Ancora più netto Matteo Bassetti: «Non è scienza, è populismo». L’infettivologo giudica la scelta «un passo indietro di anni», ricordando che il vaccino contro l’epatite B previene anche forme tumorali come il carcinoma epatocellulare. «Kennedy Jr sta portando la sanità Usa nella direzione sbagliata», avverte. Più cauto il parere di Gianni Rezza, che invita ad attendere gli esiti finali ma ricorda che lo schema americano — con la prima dose alla nascita — aveva ridotto del 95% le infezioni. In Italia il modello è diverso, con vaccinazione universale a partire dai due mesi di vita, «ma qualunque modifica deve poggiare su solide evidenze». Sul fronte influenzale, Pregliasco rileva inoltre come la diffidenza vaccinale resti forte, con una copertura attuale intorno al 50% tra gli over 65: un contesto che rischia di essere aggravato da scelte controverse oltre oceano.

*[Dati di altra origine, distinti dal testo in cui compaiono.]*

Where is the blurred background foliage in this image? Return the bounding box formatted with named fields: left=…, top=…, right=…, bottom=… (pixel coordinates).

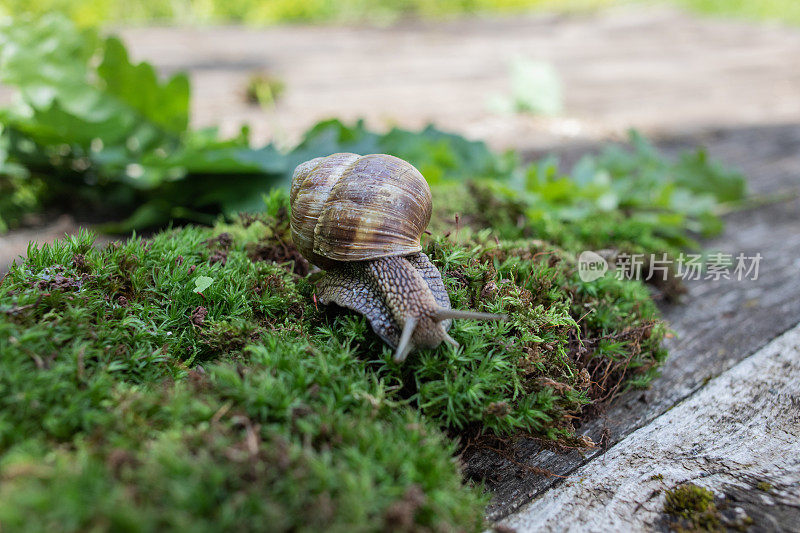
left=0, top=0, right=800, bottom=27
left=0, top=14, right=745, bottom=260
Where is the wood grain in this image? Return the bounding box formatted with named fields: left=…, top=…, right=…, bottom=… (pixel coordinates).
left=467, top=126, right=800, bottom=520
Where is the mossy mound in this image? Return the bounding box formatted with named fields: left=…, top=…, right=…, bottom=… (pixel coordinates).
left=0, top=197, right=664, bottom=531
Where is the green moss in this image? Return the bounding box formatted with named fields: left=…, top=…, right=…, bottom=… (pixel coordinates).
left=664, top=483, right=724, bottom=531
left=0, top=193, right=665, bottom=531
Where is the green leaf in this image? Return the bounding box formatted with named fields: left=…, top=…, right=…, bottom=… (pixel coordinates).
left=97, top=37, right=189, bottom=134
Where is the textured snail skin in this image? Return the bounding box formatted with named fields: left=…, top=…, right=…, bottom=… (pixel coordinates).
left=289, top=153, right=504, bottom=361
left=317, top=252, right=452, bottom=356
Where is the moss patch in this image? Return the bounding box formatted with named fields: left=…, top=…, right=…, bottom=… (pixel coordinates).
left=0, top=197, right=676, bottom=530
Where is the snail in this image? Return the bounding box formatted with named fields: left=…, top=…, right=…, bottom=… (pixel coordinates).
left=289, top=153, right=505, bottom=362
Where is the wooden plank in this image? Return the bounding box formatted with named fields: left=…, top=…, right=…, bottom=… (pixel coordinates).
left=502, top=320, right=800, bottom=531
left=466, top=122, right=800, bottom=520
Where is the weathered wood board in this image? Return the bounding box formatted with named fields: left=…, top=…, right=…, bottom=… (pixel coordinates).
left=467, top=121, right=800, bottom=520
left=502, top=320, right=800, bottom=532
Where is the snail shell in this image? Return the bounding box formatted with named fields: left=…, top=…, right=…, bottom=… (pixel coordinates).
left=289, top=153, right=433, bottom=268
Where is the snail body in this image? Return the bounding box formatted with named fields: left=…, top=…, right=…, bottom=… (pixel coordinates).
left=289, top=153, right=504, bottom=362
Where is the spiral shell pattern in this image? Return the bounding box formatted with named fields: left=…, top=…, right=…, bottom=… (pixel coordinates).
left=289, top=153, right=433, bottom=268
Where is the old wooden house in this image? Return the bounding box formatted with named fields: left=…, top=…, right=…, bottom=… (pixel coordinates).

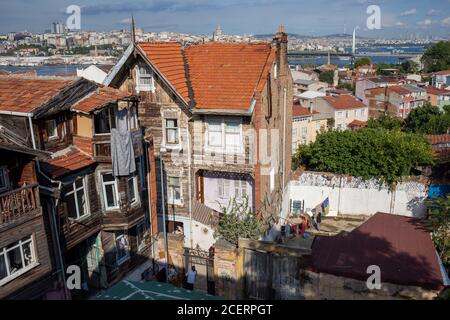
left=105, top=27, right=293, bottom=250
left=0, top=77, right=156, bottom=296
left=0, top=126, right=57, bottom=299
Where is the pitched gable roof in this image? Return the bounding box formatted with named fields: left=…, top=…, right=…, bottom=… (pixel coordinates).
left=138, top=42, right=190, bottom=102
left=138, top=42, right=276, bottom=111
left=321, top=94, right=366, bottom=110
left=185, top=43, right=272, bottom=110
left=71, top=87, right=133, bottom=113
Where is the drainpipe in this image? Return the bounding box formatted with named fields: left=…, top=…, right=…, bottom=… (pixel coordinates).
left=282, top=88, right=287, bottom=191
left=28, top=116, right=68, bottom=300
left=187, top=127, right=194, bottom=249
left=145, top=139, right=158, bottom=258
left=159, top=150, right=169, bottom=283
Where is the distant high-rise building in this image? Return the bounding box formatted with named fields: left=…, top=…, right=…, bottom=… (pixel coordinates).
left=52, top=22, right=66, bottom=34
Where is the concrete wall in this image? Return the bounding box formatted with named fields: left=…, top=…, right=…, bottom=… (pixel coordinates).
left=283, top=172, right=427, bottom=217
left=302, top=270, right=438, bottom=300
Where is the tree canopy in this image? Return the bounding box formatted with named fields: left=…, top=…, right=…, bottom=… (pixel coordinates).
left=353, top=57, right=372, bottom=68
left=404, top=103, right=450, bottom=134
left=214, top=198, right=267, bottom=245
left=292, top=128, right=434, bottom=186
left=319, top=70, right=334, bottom=84
left=367, top=113, right=403, bottom=130
left=426, top=195, right=450, bottom=267
left=422, top=41, right=450, bottom=72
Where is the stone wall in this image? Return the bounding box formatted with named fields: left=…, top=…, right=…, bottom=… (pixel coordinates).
left=284, top=172, right=428, bottom=217
left=303, top=271, right=438, bottom=300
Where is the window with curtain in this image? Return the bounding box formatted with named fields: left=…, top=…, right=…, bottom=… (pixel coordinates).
left=0, top=235, right=37, bottom=285
left=167, top=177, right=181, bottom=204
left=63, top=177, right=89, bottom=220
left=166, top=119, right=179, bottom=144
left=102, top=172, right=119, bottom=210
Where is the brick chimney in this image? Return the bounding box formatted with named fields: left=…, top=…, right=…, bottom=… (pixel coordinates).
left=272, top=25, right=288, bottom=75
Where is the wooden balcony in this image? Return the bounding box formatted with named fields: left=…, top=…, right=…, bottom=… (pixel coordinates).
left=0, top=184, right=41, bottom=227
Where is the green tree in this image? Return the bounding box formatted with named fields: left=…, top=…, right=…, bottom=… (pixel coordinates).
left=337, top=81, right=353, bottom=92
left=353, top=57, right=372, bottom=68
left=367, top=113, right=403, bottom=130
left=404, top=103, right=450, bottom=134
left=292, top=128, right=434, bottom=186
left=426, top=195, right=450, bottom=268
left=400, top=60, right=419, bottom=73
left=214, top=197, right=267, bottom=245
left=376, top=63, right=399, bottom=76
left=421, top=41, right=450, bottom=72
left=319, top=70, right=334, bottom=84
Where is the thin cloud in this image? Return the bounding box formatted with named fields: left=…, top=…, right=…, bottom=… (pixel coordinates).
left=441, top=17, right=450, bottom=26
left=417, top=19, right=433, bottom=28
left=400, top=8, right=417, bottom=17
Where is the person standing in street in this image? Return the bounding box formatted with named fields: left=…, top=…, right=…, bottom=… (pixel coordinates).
left=186, top=266, right=197, bottom=290
left=316, top=211, right=322, bottom=230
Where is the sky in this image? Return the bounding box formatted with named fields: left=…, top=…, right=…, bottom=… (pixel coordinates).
left=0, top=0, right=450, bottom=39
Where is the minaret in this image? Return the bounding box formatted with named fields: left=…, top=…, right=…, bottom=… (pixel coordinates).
left=352, top=28, right=356, bottom=54
left=131, top=15, right=136, bottom=43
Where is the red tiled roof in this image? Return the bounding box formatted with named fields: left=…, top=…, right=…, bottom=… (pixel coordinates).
left=312, top=213, right=443, bottom=290
left=389, top=86, right=411, bottom=96
left=348, top=119, right=367, bottom=128
left=425, top=86, right=450, bottom=96
left=0, top=77, right=72, bottom=113
left=43, top=148, right=96, bottom=178
left=139, top=42, right=189, bottom=102
left=426, top=134, right=450, bottom=144
left=292, top=104, right=318, bottom=117
left=433, top=70, right=450, bottom=76
left=72, top=87, right=132, bottom=113
left=185, top=43, right=272, bottom=110
left=321, top=94, right=366, bottom=110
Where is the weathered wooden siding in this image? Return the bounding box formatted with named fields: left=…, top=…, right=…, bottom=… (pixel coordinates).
left=0, top=209, right=52, bottom=299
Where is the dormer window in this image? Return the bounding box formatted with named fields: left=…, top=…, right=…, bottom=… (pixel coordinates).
left=136, top=63, right=155, bottom=92
left=47, top=119, right=58, bottom=140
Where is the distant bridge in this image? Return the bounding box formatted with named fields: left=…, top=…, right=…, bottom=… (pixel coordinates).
left=288, top=51, right=421, bottom=60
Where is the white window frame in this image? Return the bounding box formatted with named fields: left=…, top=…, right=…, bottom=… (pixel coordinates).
left=0, top=234, right=39, bottom=287
left=45, top=119, right=58, bottom=140
left=164, top=117, right=181, bottom=148
left=64, top=176, right=91, bottom=221
left=223, top=119, right=243, bottom=153
left=100, top=171, right=120, bottom=211
left=269, top=168, right=275, bottom=192
left=114, top=230, right=130, bottom=266
left=166, top=176, right=183, bottom=205
left=0, top=166, right=10, bottom=192
left=136, top=63, right=155, bottom=92
left=128, top=105, right=139, bottom=130
left=217, top=178, right=230, bottom=199
left=127, top=174, right=139, bottom=205
left=205, top=117, right=244, bottom=154
left=136, top=221, right=147, bottom=251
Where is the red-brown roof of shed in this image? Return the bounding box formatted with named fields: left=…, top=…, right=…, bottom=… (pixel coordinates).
left=312, top=213, right=443, bottom=290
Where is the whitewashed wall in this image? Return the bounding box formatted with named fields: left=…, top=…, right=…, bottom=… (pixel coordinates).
left=283, top=172, right=428, bottom=217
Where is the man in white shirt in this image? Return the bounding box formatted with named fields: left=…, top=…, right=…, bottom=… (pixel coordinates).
left=186, top=266, right=197, bottom=290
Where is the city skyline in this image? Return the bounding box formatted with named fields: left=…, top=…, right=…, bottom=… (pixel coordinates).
left=0, top=0, right=450, bottom=38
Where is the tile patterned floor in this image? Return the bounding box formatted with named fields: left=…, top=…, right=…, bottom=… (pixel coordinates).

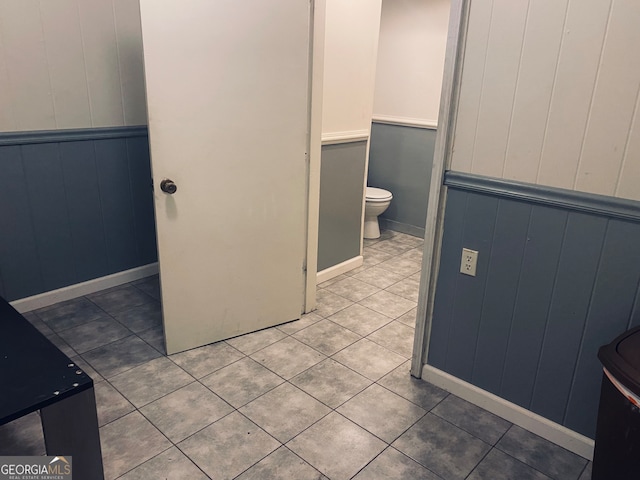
left=0, top=231, right=591, bottom=480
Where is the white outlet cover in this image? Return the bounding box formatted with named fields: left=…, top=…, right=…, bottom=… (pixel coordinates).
left=460, top=248, right=478, bottom=277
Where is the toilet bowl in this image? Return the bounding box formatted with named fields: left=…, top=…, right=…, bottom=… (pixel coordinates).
left=364, top=187, right=393, bottom=238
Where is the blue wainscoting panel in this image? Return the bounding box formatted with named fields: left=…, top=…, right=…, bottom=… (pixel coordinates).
left=21, top=143, right=76, bottom=290
left=428, top=173, right=640, bottom=438
left=367, top=123, right=436, bottom=235
left=95, top=139, right=138, bottom=271
left=564, top=220, right=640, bottom=433
left=0, top=127, right=157, bottom=300
left=531, top=213, right=608, bottom=423
left=127, top=136, right=157, bottom=265
left=446, top=195, right=498, bottom=378
left=0, top=145, right=44, bottom=300
left=500, top=205, right=567, bottom=407
left=60, top=141, right=109, bottom=282
left=472, top=199, right=532, bottom=392
left=318, top=141, right=367, bottom=271
left=428, top=190, right=467, bottom=370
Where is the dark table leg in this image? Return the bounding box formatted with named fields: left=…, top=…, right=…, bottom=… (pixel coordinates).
left=40, top=387, right=104, bottom=480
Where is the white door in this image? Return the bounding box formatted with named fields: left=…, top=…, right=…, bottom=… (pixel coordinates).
left=140, top=0, right=310, bottom=354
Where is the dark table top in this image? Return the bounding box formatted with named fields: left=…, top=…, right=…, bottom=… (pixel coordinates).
left=0, top=297, right=93, bottom=425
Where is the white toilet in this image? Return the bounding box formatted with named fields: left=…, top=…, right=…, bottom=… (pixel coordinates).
left=364, top=187, right=393, bottom=238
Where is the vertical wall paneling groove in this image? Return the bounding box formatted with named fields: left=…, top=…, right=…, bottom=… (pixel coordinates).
left=451, top=0, right=493, bottom=172
left=78, top=1, right=124, bottom=126
left=502, top=0, right=569, bottom=183
left=574, top=0, right=640, bottom=194
left=564, top=220, right=640, bottom=434
left=367, top=123, right=436, bottom=235
left=471, top=201, right=531, bottom=392
left=632, top=282, right=640, bottom=328
left=318, top=141, right=367, bottom=271
left=21, top=143, right=76, bottom=290
left=531, top=213, right=607, bottom=423
left=127, top=137, right=157, bottom=265
left=428, top=189, right=467, bottom=369
left=537, top=0, right=612, bottom=188
left=0, top=18, right=16, bottom=132
left=113, top=0, right=147, bottom=125
left=0, top=0, right=56, bottom=130
left=446, top=191, right=498, bottom=379
left=452, top=0, right=640, bottom=199
left=94, top=139, right=137, bottom=271
left=40, top=0, right=91, bottom=129
left=472, top=0, right=529, bottom=177
left=0, top=268, right=7, bottom=298
left=0, top=146, right=44, bottom=300
left=60, top=142, right=110, bottom=282
left=615, top=85, right=640, bottom=200
left=373, top=0, right=451, bottom=124
left=500, top=206, right=567, bottom=406
left=428, top=174, right=640, bottom=438
left=0, top=128, right=157, bottom=301
left=0, top=0, right=146, bottom=132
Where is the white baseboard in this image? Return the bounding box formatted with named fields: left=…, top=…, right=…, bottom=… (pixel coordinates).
left=316, top=255, right=364, bottom=284
left=422, top=365, right=594, bottom=460
left=9, top=262, right=158, bottom=313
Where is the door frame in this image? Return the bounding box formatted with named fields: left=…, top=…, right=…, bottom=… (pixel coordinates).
left=303, top=0, right=326, bottom=313
left=411, top=0, right=471, bottom=378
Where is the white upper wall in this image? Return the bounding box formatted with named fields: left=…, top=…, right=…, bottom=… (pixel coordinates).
left=451, top=0, right=640, bottom=200
left=322, top=0, right=381, bottom=136
left=373, top=0, right=450, bottom=125
left=0, top=0, right=147, bottom=132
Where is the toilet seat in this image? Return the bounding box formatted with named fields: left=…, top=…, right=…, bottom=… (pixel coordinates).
left=366, top=187, right=393, bottom=203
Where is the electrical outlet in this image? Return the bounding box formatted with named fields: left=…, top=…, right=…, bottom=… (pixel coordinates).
left=460, top=248, right=478, bottom=277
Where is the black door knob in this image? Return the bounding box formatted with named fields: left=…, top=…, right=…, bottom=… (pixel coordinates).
left=160, top=178, right=178, bottom=195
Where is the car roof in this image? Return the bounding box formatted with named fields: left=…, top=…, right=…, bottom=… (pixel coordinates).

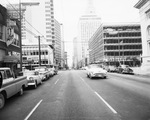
left=0, top=67, right=10, bottom=70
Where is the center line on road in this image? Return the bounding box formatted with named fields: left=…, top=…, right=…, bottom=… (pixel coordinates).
left=95, top=91, right=117, bottom=114
left=80, top=77, right=117, bottom=114
left=55, top=79, right=59, bottom=84
left=24, top=100, right=43, bottom=120
left=80, top=77, right=94, bottom=91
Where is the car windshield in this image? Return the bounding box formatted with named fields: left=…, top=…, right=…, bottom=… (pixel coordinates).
left=0, top=0, right=150, bottom=120
left=89, top=64, right=102, bottom=68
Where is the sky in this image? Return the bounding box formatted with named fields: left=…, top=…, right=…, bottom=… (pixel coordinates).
left=1, top=0, right=140, bottom=64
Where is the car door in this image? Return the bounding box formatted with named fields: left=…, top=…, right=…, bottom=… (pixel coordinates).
left=1, top=70, right=17, bottom=98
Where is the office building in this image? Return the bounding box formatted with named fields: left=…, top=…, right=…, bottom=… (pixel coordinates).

Quanto alle "posizioni che collegano il calendario vaccinale all'aumento di allergie o malattie autoimmuni, tesi più volte rilanciate da Kennedy Jr, sono state sistematicamente smentite dalla comunità scientifica attraverso un'ampia letteratura epidemiologica e clinica - sottolinea Pregliasco - Le vaccinazioni dell'infanzia rappresentano uno dei maggiori successi della medicina moderna, con un profilo di sicurezza straordinariamente documentato. Eventuali revisioni del calendario vaccinale devono sempre basarsi su evidenze robuste e condivise, non su percezioni o ipotesi già confutate. Un cambiamento immotivato rischierebbe non solo di compromettere decenni di progressi nella prevenzione dell'epatite B, ma anche di alimentare ulteriormente la disinformazione in un ambito, quello delle vaccinazioni, in cui la fiducia pubblica è fondamentale". Per il virologo, invece, "è importante ribadire che la vaccinazione anti-epatite B alla nascita rimane, a livello internazionale, una misura di comprovata efficacia e sicurezza. Qualsiasi eventuale modifica dovrebbe essere considerata solo alla luce di dati nuovi, rigorosi e incontrovertibili, che al momento non esistono". Secondo le anticipazioni della stampa americana, i consulenti voluti da Kennedy Jr intendono rivedere radicalmente il calendario vaccinale dell’infanzia, a partire dallo stop alla dose anti-epatite B alla nascita e da una valutazione sul presunto legame tra vaccini pediatrici, allergie e malattie autoimmuni.